Hits calados como ‘Du Hast’, ‘Links 2-3-4’ e ‘Ich Will’ pusieron a todo el mundo a saltar y cantar en un karaoke masivo antes de cerrar la primera parte del show con el cover de Depeche Mode ‘Stripped’, para luego retomar con ‘Sonne’, la ultra festiva ‘Amerika’ y cerrar con la citada y espectacular ‘Engel’. Y cuando el público creía que todo terminaba, por los parlantes se escucha la voz de Lindemann diciendo  en español “¿quiero más?” y como la eufórica respuesta no se hizo esperar, el grupo regresó para cerrar con una brutal y demoledora ‘Te Quiero Puta’ cantada en español por todo el estadio, en un cierre infartante de un show que se recordará por años y que le puso un broche de oro al RockOut Fest. La banda más exitosa y masiva de metal industrial de la historia demostró que sigue en plena forma y no existe grupo en el mundo que pueda amenazar su merecido trono.

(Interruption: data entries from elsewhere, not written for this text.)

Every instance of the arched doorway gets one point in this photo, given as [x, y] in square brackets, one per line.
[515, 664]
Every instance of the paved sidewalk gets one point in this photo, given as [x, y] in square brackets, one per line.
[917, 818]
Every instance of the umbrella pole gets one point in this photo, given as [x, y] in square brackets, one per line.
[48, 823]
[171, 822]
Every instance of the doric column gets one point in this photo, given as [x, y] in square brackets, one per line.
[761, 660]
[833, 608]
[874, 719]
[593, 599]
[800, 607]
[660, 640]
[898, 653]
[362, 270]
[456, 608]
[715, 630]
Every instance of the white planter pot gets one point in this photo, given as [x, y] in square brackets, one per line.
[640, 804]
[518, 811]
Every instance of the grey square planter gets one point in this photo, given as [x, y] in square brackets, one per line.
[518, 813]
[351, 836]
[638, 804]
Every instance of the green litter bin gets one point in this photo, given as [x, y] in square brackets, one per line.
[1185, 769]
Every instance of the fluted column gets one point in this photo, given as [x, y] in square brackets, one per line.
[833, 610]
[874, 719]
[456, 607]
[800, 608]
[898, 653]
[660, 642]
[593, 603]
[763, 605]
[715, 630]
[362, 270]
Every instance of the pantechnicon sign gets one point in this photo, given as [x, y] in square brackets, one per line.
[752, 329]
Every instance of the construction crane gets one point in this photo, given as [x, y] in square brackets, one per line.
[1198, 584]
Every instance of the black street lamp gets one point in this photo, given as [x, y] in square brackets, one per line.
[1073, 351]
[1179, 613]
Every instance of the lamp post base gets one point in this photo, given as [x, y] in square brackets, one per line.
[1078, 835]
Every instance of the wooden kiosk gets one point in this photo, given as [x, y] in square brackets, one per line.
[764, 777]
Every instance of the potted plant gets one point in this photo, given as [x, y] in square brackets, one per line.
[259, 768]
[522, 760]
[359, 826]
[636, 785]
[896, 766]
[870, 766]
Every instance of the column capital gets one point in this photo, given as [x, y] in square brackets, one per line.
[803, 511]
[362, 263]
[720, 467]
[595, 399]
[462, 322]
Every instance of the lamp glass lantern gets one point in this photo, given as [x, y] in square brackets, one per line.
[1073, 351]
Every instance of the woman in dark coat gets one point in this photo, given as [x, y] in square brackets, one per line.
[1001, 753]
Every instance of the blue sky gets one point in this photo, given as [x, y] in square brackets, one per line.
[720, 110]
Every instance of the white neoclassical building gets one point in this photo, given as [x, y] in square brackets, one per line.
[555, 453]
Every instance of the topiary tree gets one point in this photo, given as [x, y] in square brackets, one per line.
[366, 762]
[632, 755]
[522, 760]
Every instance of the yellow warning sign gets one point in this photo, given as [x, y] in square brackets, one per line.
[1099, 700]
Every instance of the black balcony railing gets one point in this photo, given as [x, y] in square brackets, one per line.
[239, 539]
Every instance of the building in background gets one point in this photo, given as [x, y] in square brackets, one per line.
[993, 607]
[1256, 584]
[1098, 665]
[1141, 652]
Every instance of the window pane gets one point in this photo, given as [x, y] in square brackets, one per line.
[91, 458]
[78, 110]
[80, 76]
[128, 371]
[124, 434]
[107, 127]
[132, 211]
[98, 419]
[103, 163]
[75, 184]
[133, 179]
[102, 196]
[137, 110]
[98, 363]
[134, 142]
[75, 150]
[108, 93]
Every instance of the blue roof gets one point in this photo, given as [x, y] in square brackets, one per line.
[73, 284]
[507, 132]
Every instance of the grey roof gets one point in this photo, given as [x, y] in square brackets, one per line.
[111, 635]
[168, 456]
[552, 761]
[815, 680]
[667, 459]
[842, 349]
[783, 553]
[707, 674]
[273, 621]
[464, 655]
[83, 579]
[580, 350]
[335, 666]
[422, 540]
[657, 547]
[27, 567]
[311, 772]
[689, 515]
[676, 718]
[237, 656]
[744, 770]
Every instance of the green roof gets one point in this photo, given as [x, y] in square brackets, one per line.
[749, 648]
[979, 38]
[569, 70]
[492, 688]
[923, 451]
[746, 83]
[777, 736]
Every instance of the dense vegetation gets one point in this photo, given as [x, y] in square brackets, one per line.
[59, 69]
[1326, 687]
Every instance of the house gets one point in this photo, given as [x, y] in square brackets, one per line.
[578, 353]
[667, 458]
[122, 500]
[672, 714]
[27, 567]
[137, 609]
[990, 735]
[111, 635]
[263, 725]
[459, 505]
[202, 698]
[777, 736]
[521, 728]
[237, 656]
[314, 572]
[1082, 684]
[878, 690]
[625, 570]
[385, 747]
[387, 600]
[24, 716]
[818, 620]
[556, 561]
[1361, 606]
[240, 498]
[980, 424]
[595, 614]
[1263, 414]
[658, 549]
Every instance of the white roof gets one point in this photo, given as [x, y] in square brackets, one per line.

Con el glorioso cierre de Rammstein, Rockout amplió su posicionamiento en el país como un festival rockero y propositivo. Las dos versiones han coincidido en un equilibrio formado por artistas de culto y algunos debuts de impacto underground. La onda festiva del escenario destinado al punk, la apabullante entrega y oferta del espacio próximo al metal, más el correcto cumplimiento de los horarios y el ejemplar comportamiento del público, justificaron con certeza la extensión de un evento aterrizado y coherente.